Bob Collymore, the incoming CEO who is set to replace Michael Joseph at the helm of Safaricom next month, is reported in certain sections of the press to have said that he intends to introduce a new management style, focusing on innovation to strengthen the Safaricom brand.
The firm’s focus on the mass market and value added services has seen it grow from a scrappy entity in 2000 to command over 75 percent of the mobile market.
“The company has run pretty fast and that’s what has got us this far because we are a huge innovation engine. We are going to keep the pace up; it’s just the tone that is going to be different since Michael and I have a different style,” Collymore said.
The 52-year-old, who has served on Safaricom’s board of directors for the past four years, said he would be more collaborative, engaging all Safaricom stakeholders in sustaining its market leadership.
Capital news quoted the new CEO as saying, “I will work more closely with all the people who make a contribution to this company be it customers, business partners or government to keep this company a strong player. The only people I am not going to work with are my competition,” he said.
Collymore takes over the reins at Safaricom at a time it is experiencing a slight erosion of its customer base in the wake of a vicious price war.

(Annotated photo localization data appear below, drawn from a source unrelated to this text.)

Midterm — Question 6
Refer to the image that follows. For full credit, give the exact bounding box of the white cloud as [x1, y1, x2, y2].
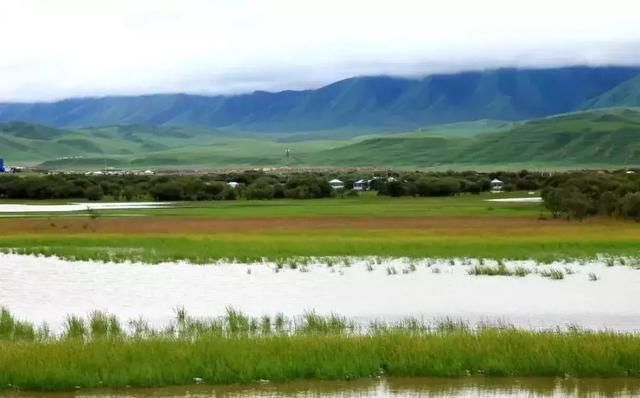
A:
[0, 0, 639, 101]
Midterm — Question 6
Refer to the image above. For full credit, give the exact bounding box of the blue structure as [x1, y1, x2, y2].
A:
[0, 158, 4, 172]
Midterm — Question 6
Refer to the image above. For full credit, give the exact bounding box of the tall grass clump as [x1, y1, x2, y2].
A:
[0, 307, 35, 341]
[468, 263, 513, 276]
[299, 312, 353, 334]
[539, 269, 565, 280]
[88, 311, 122, 339]
[63, 315, 87, 339]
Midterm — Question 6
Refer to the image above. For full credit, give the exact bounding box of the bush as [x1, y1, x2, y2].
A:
[385, 181, 406, 197]
[245, 179, 276, 200]
[620, 192, 640, 220]
[151, 182, 183, 201]
[84, 185, 103, 201]
[542, 172, 640, 220]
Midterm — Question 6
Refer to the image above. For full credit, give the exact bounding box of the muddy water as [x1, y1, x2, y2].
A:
[3, 378, 640, 397]
[1, 254, 640, 331]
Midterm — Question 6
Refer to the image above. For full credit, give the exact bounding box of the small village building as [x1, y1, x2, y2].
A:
[143, 170, 155, 176]
[227, 181, 240, 189]
[329, 179, 344, 189]
[490, 178, 504, 193]
[353, 179, 368, 191]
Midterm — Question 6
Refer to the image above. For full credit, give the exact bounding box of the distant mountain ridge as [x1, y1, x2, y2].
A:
[1, 66, 639, 131]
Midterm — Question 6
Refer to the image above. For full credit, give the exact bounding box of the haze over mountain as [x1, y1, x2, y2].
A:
[1, 66, 639, 132]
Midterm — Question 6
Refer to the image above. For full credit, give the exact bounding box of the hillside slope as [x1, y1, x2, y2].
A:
[0, 122, 231, 163]
[5, 109, 640, 169]
[582, 75, 640, 109]
[306, 109, 640, 167]
[0, 66, 638, 132]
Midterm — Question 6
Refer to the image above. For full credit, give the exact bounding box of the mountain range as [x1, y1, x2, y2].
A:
[1, 66, 640, 132]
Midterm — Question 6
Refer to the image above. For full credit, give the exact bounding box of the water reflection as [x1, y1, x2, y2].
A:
[4, 378, 640, 398]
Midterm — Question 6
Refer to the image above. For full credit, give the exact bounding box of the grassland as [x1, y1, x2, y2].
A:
[1, 193, 639, 263]
[1, 308, 640, 391]
[4, 108, 640, 169]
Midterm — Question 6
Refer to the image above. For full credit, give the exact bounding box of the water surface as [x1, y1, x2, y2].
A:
[0, 202, 169, 213]
[1, 254, 639, 331]
[3, 378, 640, 397]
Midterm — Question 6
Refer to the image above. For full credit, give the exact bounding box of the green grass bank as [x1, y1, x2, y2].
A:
[1, 309, 640, 391]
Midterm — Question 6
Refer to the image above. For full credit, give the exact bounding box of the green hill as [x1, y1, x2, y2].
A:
[0, 122, 233, 164]
[305, 108, 640, 168]
[4, 109, 640, 170]
[582, 75, 640, 109]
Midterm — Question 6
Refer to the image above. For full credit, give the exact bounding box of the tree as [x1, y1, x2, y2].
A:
[620, 192, 640, 221]
[245, 180, 275, 200]
[561, 188, 592, 221]
[84, 185, 103, 201]
[542, 187, 564, 218]
[386, 181, 405, 197]
[151, 182, 183, 201]
[598, 191, 618, 216]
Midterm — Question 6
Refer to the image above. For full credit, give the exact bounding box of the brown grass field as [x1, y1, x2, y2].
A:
[0, 215, 637, 236]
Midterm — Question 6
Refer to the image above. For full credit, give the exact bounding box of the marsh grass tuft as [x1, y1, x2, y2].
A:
[63, 315, 86, 339]
[468, 263, 512, 276]
[539, 269, 565, 280]
[513, 266, 531, 277]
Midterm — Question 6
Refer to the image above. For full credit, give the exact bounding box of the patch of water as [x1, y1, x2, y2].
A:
[0, 202, 171, 213]
[0, 254, 639, 332]
[485, 197, 542, 203]
[3, 377, 640, 397]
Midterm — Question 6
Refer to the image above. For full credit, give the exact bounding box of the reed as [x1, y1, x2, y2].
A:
[539, 269, 565, 280]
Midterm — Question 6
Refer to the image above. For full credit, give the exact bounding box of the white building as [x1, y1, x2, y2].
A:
[329, 179, 344, 189]
[490, 178, 504, 193]
[227, 181, 240, 189]
[353, 179, 367, 191]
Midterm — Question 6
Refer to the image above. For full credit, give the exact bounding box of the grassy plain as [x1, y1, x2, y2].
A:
[1, 193, 639, 263]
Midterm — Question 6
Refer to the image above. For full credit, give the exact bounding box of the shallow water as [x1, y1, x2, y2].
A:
[3, 377, 640, 397]
[485, 197, 542, 203]
[0, 202, 170, 213]
[1, 254, 639, 331]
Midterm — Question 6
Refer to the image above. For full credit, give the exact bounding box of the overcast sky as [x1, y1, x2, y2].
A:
[1, 0, 639, 101]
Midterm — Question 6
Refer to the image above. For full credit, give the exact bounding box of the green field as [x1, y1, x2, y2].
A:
[2, 193, 640, 263]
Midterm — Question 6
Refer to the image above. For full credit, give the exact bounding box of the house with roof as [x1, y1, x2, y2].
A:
[490, 178, 504, 193]
[329, 179, 344, 189]
[353, 179, 368, 191]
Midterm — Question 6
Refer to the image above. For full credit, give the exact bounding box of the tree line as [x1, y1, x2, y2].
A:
[0, 173, 332, 201]
[0, 170, 548, 201]
[376, 170, 545, 197]
[541, 172, 640, 220]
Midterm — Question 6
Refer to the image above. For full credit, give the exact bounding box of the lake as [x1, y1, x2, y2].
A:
[1, 254, 639, 332]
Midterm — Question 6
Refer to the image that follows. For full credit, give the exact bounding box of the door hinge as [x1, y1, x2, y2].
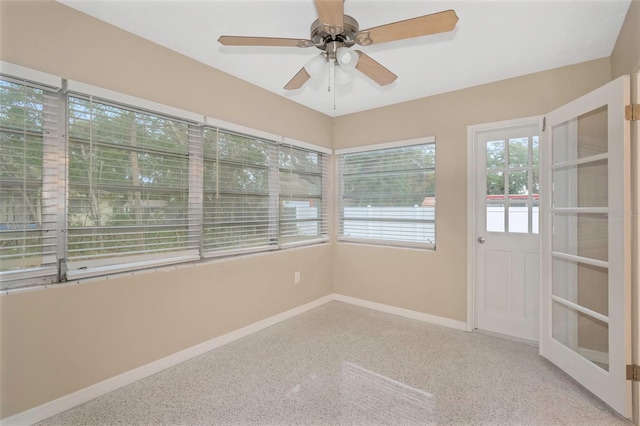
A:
[627, 364, 640, 381]
[626, 104, 640, 121]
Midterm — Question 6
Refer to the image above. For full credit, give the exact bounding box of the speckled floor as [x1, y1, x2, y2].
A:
[38, 301, 631, 425]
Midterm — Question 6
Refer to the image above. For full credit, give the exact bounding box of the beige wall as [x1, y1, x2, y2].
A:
[333, 58, 612, 321]
[1, 245, 333, 418]
[0, 0, 333, 419]
[611, 0, 640, 79]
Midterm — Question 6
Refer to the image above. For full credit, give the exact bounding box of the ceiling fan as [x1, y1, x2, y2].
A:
[218, 0, 459, 90]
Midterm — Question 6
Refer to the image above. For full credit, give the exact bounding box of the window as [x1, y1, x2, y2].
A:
[337, 139, 436, 248]
[0, 77, 62, 289]
[202, 128, 278, 256]
[66, 95, 200, 278]
[485, 132, 539, 234]
[0, 65, 331, 290]
[279, 142, 330, 246]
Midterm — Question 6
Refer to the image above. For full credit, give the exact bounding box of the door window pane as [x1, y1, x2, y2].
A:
[487, 203, 505, 232]
[552, 301, 609, 371]
[508, 203, 528, 233]
[508, 171, 528, 196]
[552, 258, 608, 316]
[532, 202, 539, 234]
[553, 106, 608, 164]
[552, 160, 608, 208]
[486, 140, 505, 168]
[487, 171, 505, 196]
[552, 212, 608, 261]
[508, 137, 529, 168]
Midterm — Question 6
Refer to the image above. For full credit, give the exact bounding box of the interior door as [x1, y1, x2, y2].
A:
[540, 75, 631, 417]
[473, 121, 540, 342]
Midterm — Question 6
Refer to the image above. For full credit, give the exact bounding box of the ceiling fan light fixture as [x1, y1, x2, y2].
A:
[334, 65, 353, 86]
[304, 54, 328, 78]
[336, 47, 358, 71]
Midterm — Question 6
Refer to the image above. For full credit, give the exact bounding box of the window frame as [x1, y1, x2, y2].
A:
[335, 137, 436, 250]
[64, 93, 202, 280]
[0, 68, 64, 289]
[278, 137, 331, 248]
[200, 125, 279, 258]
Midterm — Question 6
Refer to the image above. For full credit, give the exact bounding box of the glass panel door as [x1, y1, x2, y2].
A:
[550, 105, 610, 369]
[540, 76, 631, 417]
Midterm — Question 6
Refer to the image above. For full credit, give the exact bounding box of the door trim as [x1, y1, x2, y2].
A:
[466, 116, 542, 333]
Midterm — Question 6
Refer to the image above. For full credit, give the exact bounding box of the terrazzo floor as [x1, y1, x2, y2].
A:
[38, 301, 631, 425]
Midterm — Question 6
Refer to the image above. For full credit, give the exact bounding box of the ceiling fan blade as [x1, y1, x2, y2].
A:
[284, 67, 311, 90]
[315, 0, 344, 35]
[355, 9, 458, 46]
[218, 36, 314, 48]
[354, 51, 397, 86]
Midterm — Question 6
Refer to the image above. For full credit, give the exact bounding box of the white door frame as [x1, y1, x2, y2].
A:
[466, 116, 542, 333]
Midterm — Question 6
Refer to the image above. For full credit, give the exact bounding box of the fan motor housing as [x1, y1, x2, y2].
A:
[310, 15, 359, 54]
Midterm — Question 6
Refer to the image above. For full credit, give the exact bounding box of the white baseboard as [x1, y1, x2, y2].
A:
[2, 293, 466, 425]
[332, 293, 467, 331]
[0, 294, 334, 426]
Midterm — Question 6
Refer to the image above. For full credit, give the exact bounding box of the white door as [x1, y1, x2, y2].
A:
[471, 120, 541, 342]
[540, 75, 631, 417]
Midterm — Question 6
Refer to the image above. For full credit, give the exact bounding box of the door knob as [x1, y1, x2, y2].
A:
[477, 237, 485, 244]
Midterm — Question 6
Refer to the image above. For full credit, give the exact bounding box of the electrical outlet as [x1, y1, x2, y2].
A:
[294, 271, 301, 284]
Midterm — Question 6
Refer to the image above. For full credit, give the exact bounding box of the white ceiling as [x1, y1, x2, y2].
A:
[58, 0, 630, 117]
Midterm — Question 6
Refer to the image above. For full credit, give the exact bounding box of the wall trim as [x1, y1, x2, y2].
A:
[0, 294, 334, 426]
[333, 293, 467, 331]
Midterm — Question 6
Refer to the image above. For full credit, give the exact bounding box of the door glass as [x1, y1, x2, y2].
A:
[549, 103, 611, 374]
[532, 136, 539, 167]
[508, 137, 528, 168]
[486, 140, 505, 168]
[508, 203, 528, 233]
[552, 258, 608, 316]
[487, 171, 505, 196]
[552, 212, 608, 261]
[552, 106, 608, 164]
[486, 203, 505, 232]
[552, 160, 608, 208]
[508, 171, 528, 196]
[552, 301, 609, 371]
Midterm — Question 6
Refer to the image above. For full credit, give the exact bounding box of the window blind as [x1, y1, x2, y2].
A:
[0, 64, 334, 290]
[0, 78, 61, 288]
[278, 143, 330, 246]
[66, 95, 199, 277]
[202, 127, 278, 256]
[337, 142, 436, 248]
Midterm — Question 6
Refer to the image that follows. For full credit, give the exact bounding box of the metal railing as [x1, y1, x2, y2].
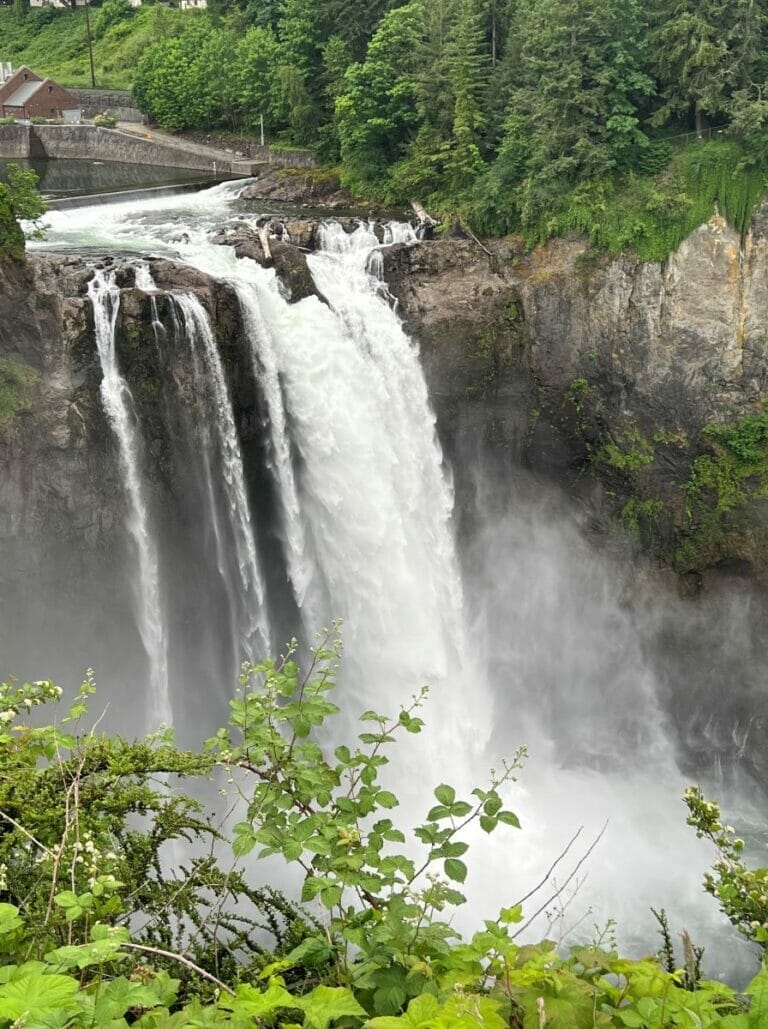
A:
[657, 125, 732, 147]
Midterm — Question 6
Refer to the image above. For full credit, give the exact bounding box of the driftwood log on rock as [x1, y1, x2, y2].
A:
[411, 201, 439, 239]
[258, 224, 273, 263]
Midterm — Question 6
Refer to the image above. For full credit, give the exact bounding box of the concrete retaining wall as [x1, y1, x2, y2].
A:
[33, 125, 227, 171]
[0, 123, 317, 174]
[0, 124, 236, 172]
[0, 123, 29, 158]
[72, 89, 145, 124]
[246, 145, 316, 168]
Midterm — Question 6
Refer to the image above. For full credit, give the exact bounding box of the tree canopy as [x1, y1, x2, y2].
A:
[5, 0, 768, 248]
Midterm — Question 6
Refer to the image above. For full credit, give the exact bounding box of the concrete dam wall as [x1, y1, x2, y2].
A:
[0, 124, 317, 175]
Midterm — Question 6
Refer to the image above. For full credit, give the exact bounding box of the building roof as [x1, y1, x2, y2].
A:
[4, 79, 44, 107]
[3, 76, 79, 110]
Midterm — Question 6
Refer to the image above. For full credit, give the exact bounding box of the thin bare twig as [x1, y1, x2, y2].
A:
[513, 825, 584, 908]
[121, 942, 235, 995]
[512, 822, 608, 939]
[457, 215, 493, 258]
[0, 811, 54, 857]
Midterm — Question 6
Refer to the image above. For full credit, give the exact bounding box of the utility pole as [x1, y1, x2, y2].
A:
[84, 0, 96, 89]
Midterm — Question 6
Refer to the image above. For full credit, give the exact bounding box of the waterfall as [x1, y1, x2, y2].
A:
[213, 224, 487, 738]
[234, 280, 324, 633]
[307, 224, 471, 689]
[88, 269, 171, 725]
[31, 189, 750, 967]
[172, 292, 271, 666]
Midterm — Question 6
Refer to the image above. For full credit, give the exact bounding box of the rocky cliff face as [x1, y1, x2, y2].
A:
[382, 212, 768, 588]
[5, 213, 768, 609]
[0, 253, 265, 716]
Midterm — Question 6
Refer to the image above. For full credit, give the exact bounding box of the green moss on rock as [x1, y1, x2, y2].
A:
[0, 357, 39, 423]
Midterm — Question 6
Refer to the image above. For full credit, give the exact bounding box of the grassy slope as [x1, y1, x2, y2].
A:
[0, 7, 190, 90]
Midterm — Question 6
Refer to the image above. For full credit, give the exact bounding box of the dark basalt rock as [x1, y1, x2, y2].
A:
[209, 224, 325, 305]
[238, 169, 353, 209]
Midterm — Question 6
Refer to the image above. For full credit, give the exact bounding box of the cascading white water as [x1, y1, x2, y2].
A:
[35, 188, 753, 975]
[234, 281, 323, 632]
[173, 292, 271, 664]
[88, 268, 171, 726]
[298, 221, 476, 718]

The new CEO however said he would not get caught up in the current price war that has gripped the mobile market, but instead leverage on the company’s large customer base and early investments in data to outpace the competition.
“If I chase a price war I will not be able to deliver the value for our customers and balance it out with shareholder expectations. I can’t afford to compromise that while chasing after competitors who are not necessarily delivering for Kenyan stakeholders,” he said.
With the changing business paradigm in the mobile industry towards data services and the planned implementation of number portability, the new CEO is expected to face numerous challenges.
“We have to make up for the loss in the voice market and that is why we started investing in data even when competitors thought the market was not ready for it,” he said.